Saturday, November 07, 2009

Trust?

I always wonder how much of one person can we trust? Can we trust someone whole heartedly and unquestioning? Does it take time for us to build trust? Can we just accept one word of, "No, darling, I won't do it"? Can we really ever achieve that level of trust between 2 people? If not, for every posted message in this day and time of Facebook, will evoke a sense of distrust. And if this goes on for a long time, this distrust will rear its ugly beastly head and sets a claw on you. It will continue to bite you and eat you till you are gone, digested by this beast and you are sucked into oblivion, leaving only remnants of what was once good till this beast arrives.

Sunday, November 01, 2009

Marriage and Happily Ever After

Its amazing that a lot of us in our late twenties still have our vision or this pre-set image of us being happily married without arguments, hassles, clean-up. A friend I know once asked me, where is the happily ever after that we always watched in movies? Don't you find that question interesting? A lot of girls that I know have this notion of all things will be perfect after a perfect wedding. But what the movie doesn't show is the arguments that married couples will have over the toilet bowl seats, over the food under cooked or over cooked, the cleaning up, taking the trash out, etc. I mean, these arguments over the small stuff, its small and petty. But its always the smallest little things that can make or break a marriage. I have never lived with a guy or have never co-habitated with another person. I have done it while I was studying. I can personally vouch that it broke a few friendship that I had. Its not easy staying with your own girlfriends what more now, a guy for the rest of your life.
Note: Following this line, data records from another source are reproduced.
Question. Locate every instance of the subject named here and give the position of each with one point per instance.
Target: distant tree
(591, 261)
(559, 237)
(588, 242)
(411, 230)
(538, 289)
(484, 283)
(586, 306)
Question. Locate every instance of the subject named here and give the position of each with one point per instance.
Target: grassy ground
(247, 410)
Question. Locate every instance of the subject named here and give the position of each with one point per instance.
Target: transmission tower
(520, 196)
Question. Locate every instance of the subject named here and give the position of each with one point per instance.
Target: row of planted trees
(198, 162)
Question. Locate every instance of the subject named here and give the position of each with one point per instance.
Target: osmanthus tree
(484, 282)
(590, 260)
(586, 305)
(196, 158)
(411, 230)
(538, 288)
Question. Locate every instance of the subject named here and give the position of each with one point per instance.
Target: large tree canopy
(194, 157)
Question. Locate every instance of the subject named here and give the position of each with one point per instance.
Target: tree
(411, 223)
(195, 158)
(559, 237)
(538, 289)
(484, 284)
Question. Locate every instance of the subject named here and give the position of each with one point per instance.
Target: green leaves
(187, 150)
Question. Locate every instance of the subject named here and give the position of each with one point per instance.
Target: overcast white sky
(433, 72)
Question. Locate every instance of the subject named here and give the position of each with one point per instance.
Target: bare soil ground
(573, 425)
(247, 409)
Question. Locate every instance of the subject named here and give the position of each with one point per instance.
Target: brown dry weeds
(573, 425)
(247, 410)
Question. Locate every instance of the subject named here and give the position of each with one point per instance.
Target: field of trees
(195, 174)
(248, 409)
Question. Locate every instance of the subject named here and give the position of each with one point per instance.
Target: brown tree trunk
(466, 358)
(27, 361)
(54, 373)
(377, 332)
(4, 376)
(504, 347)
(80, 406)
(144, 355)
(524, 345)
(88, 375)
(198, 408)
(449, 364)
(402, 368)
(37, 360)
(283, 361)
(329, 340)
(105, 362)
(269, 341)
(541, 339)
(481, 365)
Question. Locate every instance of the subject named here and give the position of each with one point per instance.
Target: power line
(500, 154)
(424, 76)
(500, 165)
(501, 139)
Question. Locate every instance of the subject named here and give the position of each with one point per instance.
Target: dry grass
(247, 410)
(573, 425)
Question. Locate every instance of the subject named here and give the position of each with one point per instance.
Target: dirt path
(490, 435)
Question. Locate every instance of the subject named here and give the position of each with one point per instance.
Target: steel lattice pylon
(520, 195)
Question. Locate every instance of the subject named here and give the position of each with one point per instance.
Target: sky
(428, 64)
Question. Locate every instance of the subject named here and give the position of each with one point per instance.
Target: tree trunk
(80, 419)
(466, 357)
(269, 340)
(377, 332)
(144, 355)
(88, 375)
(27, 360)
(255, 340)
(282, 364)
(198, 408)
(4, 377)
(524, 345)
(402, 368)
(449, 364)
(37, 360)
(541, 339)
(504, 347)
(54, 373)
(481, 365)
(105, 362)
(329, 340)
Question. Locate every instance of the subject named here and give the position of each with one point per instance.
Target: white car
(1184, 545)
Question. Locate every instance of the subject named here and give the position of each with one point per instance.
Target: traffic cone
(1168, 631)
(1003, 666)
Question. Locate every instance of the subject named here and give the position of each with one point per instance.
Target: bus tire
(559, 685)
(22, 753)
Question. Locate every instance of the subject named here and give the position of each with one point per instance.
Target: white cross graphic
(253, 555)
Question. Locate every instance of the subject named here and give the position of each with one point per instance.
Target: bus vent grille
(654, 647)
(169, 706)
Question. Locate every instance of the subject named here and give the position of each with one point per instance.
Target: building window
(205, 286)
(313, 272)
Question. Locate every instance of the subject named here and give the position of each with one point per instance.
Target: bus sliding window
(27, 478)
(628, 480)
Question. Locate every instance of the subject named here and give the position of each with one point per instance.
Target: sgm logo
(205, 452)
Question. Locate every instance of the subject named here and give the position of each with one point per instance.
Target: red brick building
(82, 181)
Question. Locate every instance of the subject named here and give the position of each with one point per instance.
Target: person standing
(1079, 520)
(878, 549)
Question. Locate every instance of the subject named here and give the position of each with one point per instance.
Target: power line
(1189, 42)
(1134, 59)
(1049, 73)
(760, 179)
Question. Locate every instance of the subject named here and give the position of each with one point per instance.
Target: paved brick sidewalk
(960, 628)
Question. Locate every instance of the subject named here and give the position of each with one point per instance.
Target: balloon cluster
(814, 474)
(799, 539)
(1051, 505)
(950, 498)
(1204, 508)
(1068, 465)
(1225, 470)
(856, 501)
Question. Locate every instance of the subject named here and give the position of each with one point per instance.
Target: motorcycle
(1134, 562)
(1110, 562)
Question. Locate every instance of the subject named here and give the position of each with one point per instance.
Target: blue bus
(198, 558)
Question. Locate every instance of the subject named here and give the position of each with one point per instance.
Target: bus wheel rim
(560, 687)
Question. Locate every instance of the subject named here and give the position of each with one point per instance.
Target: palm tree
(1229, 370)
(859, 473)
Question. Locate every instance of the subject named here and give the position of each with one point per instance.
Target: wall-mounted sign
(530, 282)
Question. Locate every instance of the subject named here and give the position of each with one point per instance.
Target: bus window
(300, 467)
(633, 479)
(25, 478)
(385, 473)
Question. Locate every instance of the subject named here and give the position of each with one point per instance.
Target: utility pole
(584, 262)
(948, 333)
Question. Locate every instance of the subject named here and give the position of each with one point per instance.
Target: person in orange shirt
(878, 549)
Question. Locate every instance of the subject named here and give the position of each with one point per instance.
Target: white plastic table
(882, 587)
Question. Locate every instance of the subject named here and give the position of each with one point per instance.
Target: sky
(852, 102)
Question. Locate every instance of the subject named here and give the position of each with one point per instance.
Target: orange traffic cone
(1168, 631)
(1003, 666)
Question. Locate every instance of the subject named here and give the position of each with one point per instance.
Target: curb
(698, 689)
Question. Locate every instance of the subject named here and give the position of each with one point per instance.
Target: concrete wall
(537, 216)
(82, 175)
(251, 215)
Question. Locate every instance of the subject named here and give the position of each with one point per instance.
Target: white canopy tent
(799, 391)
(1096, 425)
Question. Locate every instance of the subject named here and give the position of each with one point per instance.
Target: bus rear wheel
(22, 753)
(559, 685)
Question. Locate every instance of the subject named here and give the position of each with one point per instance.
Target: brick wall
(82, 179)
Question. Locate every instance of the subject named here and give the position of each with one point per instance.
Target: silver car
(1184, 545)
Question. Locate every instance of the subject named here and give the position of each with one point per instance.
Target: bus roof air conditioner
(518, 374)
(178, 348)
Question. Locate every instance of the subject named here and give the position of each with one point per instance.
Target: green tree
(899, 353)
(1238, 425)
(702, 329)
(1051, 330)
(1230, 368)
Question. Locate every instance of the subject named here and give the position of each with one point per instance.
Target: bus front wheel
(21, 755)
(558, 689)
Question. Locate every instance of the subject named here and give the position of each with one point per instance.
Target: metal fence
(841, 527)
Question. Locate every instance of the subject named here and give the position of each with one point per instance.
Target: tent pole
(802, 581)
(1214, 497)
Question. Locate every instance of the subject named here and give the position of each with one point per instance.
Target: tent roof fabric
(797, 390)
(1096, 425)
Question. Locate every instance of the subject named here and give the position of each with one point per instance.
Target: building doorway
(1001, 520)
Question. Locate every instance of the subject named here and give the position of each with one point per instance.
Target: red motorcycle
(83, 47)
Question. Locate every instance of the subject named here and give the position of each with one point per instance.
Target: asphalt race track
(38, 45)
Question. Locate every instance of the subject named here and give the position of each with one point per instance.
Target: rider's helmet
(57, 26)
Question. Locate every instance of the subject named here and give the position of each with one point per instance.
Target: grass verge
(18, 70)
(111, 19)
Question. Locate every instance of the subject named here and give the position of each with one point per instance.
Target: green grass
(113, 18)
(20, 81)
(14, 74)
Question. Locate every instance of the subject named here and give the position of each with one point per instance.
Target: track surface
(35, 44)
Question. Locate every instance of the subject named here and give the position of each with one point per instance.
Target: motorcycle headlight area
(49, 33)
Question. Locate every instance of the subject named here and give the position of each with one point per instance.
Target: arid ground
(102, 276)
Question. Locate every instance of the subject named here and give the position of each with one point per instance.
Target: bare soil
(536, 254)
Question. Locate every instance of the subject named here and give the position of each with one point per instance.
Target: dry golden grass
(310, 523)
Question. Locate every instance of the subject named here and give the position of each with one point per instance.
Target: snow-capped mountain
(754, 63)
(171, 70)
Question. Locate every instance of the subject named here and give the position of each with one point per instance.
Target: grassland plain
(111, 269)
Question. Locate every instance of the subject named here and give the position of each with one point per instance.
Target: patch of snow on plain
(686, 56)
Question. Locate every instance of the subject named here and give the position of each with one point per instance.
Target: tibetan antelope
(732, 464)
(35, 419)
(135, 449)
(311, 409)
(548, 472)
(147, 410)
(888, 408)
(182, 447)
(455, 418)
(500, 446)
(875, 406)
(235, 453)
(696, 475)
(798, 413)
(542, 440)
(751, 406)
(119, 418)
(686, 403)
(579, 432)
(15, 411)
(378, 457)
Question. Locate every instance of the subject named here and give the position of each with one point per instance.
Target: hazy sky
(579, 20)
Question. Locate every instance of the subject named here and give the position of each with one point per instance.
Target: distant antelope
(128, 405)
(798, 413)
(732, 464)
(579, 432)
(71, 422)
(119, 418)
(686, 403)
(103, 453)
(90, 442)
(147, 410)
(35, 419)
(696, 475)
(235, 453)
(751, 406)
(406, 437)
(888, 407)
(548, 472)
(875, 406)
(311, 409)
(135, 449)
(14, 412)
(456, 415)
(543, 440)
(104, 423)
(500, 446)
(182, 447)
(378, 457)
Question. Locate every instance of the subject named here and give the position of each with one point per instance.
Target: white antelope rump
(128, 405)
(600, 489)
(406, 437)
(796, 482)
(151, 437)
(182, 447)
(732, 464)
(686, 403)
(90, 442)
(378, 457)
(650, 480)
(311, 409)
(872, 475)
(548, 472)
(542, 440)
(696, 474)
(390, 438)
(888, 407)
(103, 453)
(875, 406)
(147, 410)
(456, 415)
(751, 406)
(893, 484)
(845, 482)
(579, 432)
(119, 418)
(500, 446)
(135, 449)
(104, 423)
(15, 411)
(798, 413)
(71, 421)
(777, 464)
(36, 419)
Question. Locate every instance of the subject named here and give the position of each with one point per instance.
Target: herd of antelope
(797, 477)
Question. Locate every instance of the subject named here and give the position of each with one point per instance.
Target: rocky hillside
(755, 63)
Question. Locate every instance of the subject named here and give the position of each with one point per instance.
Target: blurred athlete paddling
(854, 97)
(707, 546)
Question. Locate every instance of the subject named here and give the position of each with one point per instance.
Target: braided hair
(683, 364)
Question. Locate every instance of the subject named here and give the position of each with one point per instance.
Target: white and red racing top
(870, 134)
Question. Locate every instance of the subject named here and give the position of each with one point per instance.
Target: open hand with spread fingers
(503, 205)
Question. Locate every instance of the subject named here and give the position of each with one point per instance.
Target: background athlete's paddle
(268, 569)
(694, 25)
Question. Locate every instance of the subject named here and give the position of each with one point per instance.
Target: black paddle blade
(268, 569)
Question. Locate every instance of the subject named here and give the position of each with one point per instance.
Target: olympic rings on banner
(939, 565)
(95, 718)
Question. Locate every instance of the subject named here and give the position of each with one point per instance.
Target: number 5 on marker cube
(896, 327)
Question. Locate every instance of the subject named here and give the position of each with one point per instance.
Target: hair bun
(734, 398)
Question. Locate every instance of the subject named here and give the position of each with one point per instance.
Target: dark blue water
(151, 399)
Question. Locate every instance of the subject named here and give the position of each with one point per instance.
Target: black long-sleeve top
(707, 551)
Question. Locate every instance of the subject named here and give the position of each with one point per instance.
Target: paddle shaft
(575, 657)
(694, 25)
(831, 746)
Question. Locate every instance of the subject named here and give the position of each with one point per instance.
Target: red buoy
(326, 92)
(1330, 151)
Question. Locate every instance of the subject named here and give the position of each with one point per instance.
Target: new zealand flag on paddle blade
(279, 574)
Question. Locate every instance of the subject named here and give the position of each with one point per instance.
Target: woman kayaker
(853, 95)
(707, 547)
There are some skeptics and nay-sayers out there that would argue, if things can't work out, why not get a divorce. Its easy to say that IF you don't have kids, but the psychological aspect and the emotional impact of a divorce is not easy to overcome. Not only that, I know some guys out there who fell in love with a girl that parties, drinks and basically just plain good fun. After marriage or even after snagging a guy, things just disintegrate. The girl changed. The girl decided to put more attention, time and effort into the family. Staying home while the guy continues his ways. Girl nags guy to come home, girl argues that she's the only one making an effort to work at the marriage, things fall apart and why am I not surprise that they opt for a divorce at the end.

I ain't no saint. I've not been married. But after hearing all these, it scares the shit out of me in getting married. To me, moving in with a guy is a big thing. Getting married, its just an impending event if we ever do get around to it. Maybe I've reached an age where I do want to settle down. Would I change, I don't know. Would I curb my drinking and my partying ways, I really don't know. Do I still want my own life, hell yes. I can't imagine myself living my life for a guy. Been there, done that and its definitely not a good thing. I've found myself asking myself these questions. Some of my closest guy friend told me this. The best way a wife can please a husband, wait for them at the door, wearing only a 6 pack beer in one hand and pizza in the other. That sounds easy enough, but why aren't there more women doing it once in awhile just to please their man?

It all boils down to pride. In Asian culture, pride is everything. It defines who we are. The proud Asian who are proud of their culture, heritage and their men. Some of the proudest men, bordering on being a chauvinist, are Asians. Its literally in Tarzan's words, Me Man, You Woman. That to me is a recipe for disaster. But another fact that rings true, it doesn't matter where you get your appetite from, as long as you go home to eat, you avert a disaster. That applies to both men and women. Long gone are the days where women are the humble housewife that doesn't know any better. But then again, women who has this feminist side of her would not know what to do with this new found freedom. It doesn't come with a guidebook and certainly can't ask your mom or your elders about it. This is because the very idea of women going out to work, being independent, open and liberated is so strange to them as well as to all other women who are living this life now. Its surprising that only 60-70 years ago, women are fighting for voting rights. Maybe that's why more and more women are getting married late. They have found this new independence foreign and not knowing how to deal with it and be comfortable in it.

I, for one, find this exhilarating. Am I lost in it? Yes I am. Am I enjoying it? Hell yea.. Its not like my mom would get to enjoy an afternoon alone in an up class restaurant/bar, having her lunch and now sipping on a Mojito. I'm happy that I'm allowed to do all these and more without prejudice. Heck, traveling alone is not something so strange anymore. I wish my mom would be able to enjoy this freedom because it makes all the difference in trying to understand me and vice versa.